Tiroit bezinden salınan hormonlar

T3 ve T4: Tiroit bezinden salınan bu hormonlar metabolizmayı ayarlıyor, vücuttaki tüm organların ve hücrelerin çalışma hızını belirliyor.

Yumurtalıklardan salınan hormonlar

Östrojen: Kadınlık vasfını veren, bedensel yapıyı düzenleyen hormon. Hipofiz bezinin kontrolünde yumurtalıklardan salınıyor.

Progesteron: Yumurtanın rahim içinde kalmasını ve gebeliğin devamını sağlıyor.

Hipofizden salınan hormonlar

Hipofiz bezi: Tüm hormonları düzenliyor ve aralarındaki haberleşmeyi kontrol ediyor. Cinsellik hormonlarının salgılanmasını sağlıyor.

FSH (Folikül Stimülan Hormon): Hipofiz bezinden salınan FSH, östrojen hormonunu tetikleyerek yumurtlamayı devreye sokuyor.

LH (Luteinizan Hormon): FSH’nin ardından devreye giriyor ve uygun yumurtanın olgunlaşmasını çatlamasını sağlıyor.

Prolaktin: Süt salgılanmasından sorumlu hormon.

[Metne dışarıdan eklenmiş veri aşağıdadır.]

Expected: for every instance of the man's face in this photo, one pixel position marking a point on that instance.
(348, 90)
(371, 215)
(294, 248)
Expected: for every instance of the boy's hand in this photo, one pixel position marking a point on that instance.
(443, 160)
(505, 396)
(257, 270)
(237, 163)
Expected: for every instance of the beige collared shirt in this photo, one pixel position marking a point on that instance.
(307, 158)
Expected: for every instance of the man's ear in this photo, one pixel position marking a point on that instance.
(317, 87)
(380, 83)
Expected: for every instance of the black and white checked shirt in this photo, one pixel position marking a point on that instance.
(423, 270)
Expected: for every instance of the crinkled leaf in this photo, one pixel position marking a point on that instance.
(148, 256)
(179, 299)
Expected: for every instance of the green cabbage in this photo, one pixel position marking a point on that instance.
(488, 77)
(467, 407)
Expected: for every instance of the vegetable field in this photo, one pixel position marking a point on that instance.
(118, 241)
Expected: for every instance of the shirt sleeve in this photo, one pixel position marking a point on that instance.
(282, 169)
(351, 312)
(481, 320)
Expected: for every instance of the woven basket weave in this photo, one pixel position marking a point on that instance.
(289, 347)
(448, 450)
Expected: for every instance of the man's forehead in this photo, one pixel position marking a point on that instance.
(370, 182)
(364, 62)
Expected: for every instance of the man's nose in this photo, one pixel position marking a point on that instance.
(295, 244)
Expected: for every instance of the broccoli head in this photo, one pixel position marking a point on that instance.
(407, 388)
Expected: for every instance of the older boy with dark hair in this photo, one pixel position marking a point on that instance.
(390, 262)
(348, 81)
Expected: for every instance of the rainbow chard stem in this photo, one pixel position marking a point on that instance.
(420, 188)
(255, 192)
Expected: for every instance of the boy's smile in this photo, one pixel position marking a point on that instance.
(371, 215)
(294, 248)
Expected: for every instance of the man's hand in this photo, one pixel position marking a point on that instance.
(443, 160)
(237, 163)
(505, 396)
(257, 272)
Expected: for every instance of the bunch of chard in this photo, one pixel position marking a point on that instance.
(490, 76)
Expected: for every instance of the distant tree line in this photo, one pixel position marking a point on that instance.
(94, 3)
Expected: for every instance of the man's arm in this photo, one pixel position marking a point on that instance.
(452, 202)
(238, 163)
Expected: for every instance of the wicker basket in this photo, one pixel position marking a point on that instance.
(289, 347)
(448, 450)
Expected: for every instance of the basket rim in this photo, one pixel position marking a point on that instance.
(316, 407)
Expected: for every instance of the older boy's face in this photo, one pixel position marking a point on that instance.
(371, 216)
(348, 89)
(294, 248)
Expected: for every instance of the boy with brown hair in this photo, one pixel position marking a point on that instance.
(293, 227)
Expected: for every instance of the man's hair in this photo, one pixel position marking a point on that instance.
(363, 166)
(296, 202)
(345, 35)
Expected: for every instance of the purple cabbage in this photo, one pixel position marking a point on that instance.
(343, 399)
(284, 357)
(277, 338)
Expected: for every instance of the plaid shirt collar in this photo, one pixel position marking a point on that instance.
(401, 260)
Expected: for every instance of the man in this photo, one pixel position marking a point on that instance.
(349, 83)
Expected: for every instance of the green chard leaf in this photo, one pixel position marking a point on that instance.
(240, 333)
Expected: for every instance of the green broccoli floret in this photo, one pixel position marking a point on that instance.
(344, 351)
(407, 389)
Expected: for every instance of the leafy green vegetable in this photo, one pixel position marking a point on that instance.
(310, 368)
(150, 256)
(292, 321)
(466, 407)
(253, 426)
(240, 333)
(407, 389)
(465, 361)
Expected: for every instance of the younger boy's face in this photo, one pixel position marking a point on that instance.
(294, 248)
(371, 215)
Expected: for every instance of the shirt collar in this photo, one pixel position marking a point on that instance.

Gebelik başladığı andan itibaren meme dokusunu süt salgılanmasına hazırlıyor. Doğumdan sonra sütün gelmesinde rol oynuyor.

Oksitosin: Üretilen sütün fışkırmasını sağlayarak emzirmeyi destekliyor.

TSH: Tiroit bezini tiroit hormonu üretmesi için uyarıyor.

Büyüme hormonu: Sadece bebeklik ve çocukluk dönemine ait olduğunu düşünmeyin. Diğer hormonlarla ahenk içinde çalışıp kas kitlesi geliştiriyor, göbek bölgesindeki yağların artmasını ve kemiklerin erimesini engelliyor, kan basıncını dengeliyor.

HORMONAL BOZUKLUĞU DÜŞÜNDÜREN BULGULAR

➤ Adette üç aydan fazla süren düzensizlik (erken veya geç başlaması, miktarın artması)
➤ Aşırı kıllanma (erkekte kıl olan bölgeler yani sakal, bıyık, göğüs arası, karından göbeğe çıkan orta hat, omuz, sırt ve bel bölgesi)
➤ Aşırı sivilcelenme
➤ Bacaklarda, göğüs ve kalçada kırmızımor çatlaklar oluşması
➤ İştah kapanması ve kilo kaybı
➤ Kasık ve koltuk altı bölgelerinde tüylerin seyrelmesi
➤ Aşırı saç dökülmesi *Bu bulgulardan bir veya daha fazlasını uzun zamandır gözlemliyorsanız, vakit kaybetmeden endokrinoloji uzmanına başvurmanız gerekiyor.